Ce décompte fait état d’une dette de 7 559,09 euros, échéance proratisée du mois de juillet 2025 incluse, déduction faite du coût du commandement de payer entrant dans les dépens et du dépôt de garantie.
Conformément à la clause du contrat de bail, les locataires sont obligés solidairement d’exécuter l’ensemble des obligations du contrat.
En conséquence, il convient de condamner solidairement Monsieur [E] [P] et Madame [O] [L] à payer à la SA LOGEO SEINE la somme de 7 559,09 euros, au titre des sommes dues au 9 décembre 2025 avec intérêts au taux légal à compter du commandement de payer du 19 mars 2025 sur la somme de 4 744,40 euros et du présent jugement sur le surplus.
Sur les demandes accessoires :
En application des dispositions des articles 696 et suivants du code de procédure civile, il convient de condamner Monsieur [E] [P] et Madame [O] [L] in solidum aux dépens de l’instance comprenant les frais de signification du commandement de payer, de l’assignation et de la notification de ces actes aux administrations.
Il convient également de condamner in solidum Monsieur [E] [P] et Madame [O] [L] à payer à la SA LOGEO SEINE la somme de 50 euros au titre de l’article 700 du code de procédure civile.

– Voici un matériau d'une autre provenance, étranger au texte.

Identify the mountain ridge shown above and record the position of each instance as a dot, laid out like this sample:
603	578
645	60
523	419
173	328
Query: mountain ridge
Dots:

Conformément à l’article 514 du code de procédure civile, le présent jugement est assorti de l’exécution provisoire, de droit.
PAR CES MOTIFS
Le juge des contentieux de la protection, statuant en audience publique, par jugement rendu par mise à disposition au greffe le jour de son délibéré,
DECLARE recevable la demande de la SA LOGEO SEINE aux fins de constat de l’acquisition de la clause résolutoire,
CONSTATE que les conditions d’acquisition de la clause résolutoire contenue dans le bail conclu le 7 août 2024 entre la SA LOGEO SEINE d’une part, et Monsieur [E] [P] et Madame [O] [L] d’autre part, concernant les locaux situés 7, allée Degeyter, porte 13 à GRAND-COURONNE (76530), sont réunies à la date du 20 mai 2025,
CONSTATE la résiliation du bail à compter de cette date,
REJETTE la demande d’expulsion de Monsieur [E] [P] et Madame [O] [L] de la SA LOGEO SEINE, le logement ayant été restitué le 18 juillet 2025, date de l’état des lieux de sortie,
FIXE le montant de l’indemnité d’occupation mensuelle due par Monsieur [E] [P] et Madame [O] [L] à compter du 20 mai 2025, date de la résiliation du bail, et jusqu’à la libération définitive des lieux intervenue le 18 juillet 2025, à une somme égale au montant mensuel du loyer indexé et des charges qui auraient été dus si le bail s’était poursuivi,
CONDAMNE solidairement Monsieur [E] [P] et Madame [O] [L] à payer à la SA LOGEO SEINE la somme de 7 559,09 euros au titre des loyers, charges et indemnités d’occupation arrêtés au 9 décembre 2025, échéance proratisée de juillet 2025 incluse, déduction faite du dépôt de garantie, avec intérêts au taux légal à compter du 19 mars 2025 sur la somme de 4 744,40 euros et du présent jugement sur le surplus,
CONDAMNE in solidum Monsieur [E] [P] et Madame [O] [L] à payer à la SA LOGEO SEINE la somme de 50 euros au titre de l’article 700 du code de procédure civile,
CONDAMNE in solidum Monsieur [E] [P] et Madame [O] [L] aux dépens de l’instance, comprenant les frais de signification du commandement de payer, de l’assignation et de la notification de ces actes aux administrations,
DEBOUTE la SA LOGEO SEINE de ses autres demandes et prétentions,
RAPPELLE que le présent jugement est assorti de l’exécution provisoire de droit,
Ainsi jugé les jour, mois et an que dessus et après lecture la greffière a signé avec le président.